On 1/14/26 09:51, Gregory Price wrote:
Add new memory hotplug APIs that allow callers to explicitly control
the online type when adding or managing memory:
- Extend add_memory_driver_managed() with an online_type parameter:
Callers can now specify MMOP_ONLINE, MMOP_ONLINE_KERNEL, or
MMOP_ONLINE_MOVABLE to online with that type, MMOP_OFFLINE to leave
memory offline, or MMOP_SYSTEM_DEFAULT to use the system default
policy. Update virtio_mem to pass MMOP_SYSTEM_DEFAULT to maintain
existing behavior.
I wonder if we rather want to add a new interface
(add_and_online_memory_driver_managed()) where we can restrict it to
known kernel modules that do not violate user-space onlining policies.

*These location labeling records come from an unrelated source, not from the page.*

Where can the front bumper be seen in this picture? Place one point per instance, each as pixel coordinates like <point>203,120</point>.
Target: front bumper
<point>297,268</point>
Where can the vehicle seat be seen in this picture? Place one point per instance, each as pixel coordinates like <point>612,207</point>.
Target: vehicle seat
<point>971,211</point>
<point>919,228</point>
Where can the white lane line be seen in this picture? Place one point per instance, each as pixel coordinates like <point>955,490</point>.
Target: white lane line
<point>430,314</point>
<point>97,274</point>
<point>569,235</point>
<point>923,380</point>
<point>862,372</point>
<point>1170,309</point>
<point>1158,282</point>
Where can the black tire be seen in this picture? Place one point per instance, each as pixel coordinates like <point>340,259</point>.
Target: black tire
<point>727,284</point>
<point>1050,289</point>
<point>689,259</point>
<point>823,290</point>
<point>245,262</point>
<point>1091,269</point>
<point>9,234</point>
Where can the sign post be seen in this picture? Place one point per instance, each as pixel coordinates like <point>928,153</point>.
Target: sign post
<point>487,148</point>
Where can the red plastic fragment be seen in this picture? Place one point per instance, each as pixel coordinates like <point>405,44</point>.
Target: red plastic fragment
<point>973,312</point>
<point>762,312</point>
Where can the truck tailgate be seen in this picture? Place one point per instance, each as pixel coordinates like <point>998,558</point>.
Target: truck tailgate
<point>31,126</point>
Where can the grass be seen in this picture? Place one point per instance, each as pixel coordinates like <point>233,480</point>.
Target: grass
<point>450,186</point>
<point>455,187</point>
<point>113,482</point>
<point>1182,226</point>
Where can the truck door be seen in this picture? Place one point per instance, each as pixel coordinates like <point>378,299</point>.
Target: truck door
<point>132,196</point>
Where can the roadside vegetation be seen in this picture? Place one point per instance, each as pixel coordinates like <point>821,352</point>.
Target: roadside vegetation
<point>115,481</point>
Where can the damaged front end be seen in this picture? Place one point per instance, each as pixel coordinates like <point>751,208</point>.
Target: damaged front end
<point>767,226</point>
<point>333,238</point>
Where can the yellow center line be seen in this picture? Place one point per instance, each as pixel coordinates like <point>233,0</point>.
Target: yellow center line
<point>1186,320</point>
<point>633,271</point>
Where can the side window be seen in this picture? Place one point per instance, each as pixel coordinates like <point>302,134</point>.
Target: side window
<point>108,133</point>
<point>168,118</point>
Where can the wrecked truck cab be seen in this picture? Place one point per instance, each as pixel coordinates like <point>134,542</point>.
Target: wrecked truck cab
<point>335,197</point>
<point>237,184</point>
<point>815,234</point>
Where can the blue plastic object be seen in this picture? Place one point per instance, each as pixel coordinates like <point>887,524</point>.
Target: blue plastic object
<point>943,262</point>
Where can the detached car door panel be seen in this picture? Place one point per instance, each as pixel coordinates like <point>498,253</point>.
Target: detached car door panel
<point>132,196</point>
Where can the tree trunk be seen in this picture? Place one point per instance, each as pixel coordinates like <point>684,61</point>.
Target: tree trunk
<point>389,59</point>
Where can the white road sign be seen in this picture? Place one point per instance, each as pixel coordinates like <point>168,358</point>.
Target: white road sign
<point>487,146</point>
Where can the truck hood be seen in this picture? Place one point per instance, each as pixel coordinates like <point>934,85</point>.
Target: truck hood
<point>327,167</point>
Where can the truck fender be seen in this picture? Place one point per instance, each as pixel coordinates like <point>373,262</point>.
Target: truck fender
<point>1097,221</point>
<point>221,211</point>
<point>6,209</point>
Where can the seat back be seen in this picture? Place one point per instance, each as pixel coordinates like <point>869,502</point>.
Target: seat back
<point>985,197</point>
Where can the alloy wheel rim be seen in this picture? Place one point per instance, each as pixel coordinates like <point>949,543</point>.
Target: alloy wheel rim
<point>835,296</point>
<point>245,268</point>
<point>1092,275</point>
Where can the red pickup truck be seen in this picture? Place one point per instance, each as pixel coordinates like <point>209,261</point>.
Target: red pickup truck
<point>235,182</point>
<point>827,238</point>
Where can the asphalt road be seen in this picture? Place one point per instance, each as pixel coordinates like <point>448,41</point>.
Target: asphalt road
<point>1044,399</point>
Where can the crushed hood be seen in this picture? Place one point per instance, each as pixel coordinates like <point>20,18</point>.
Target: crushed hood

For dax we know that user space will define the policy.
- online_memory_range(): online a previously-added memory range with
a specified online type (MMOP_ONLINE, MMOP_ONLINE_KERNEL, or
MMOP_ONLINE_MOVABLE). Validates that the type is valid for onlining.
Why not simply online_memory() and offline_memory() ?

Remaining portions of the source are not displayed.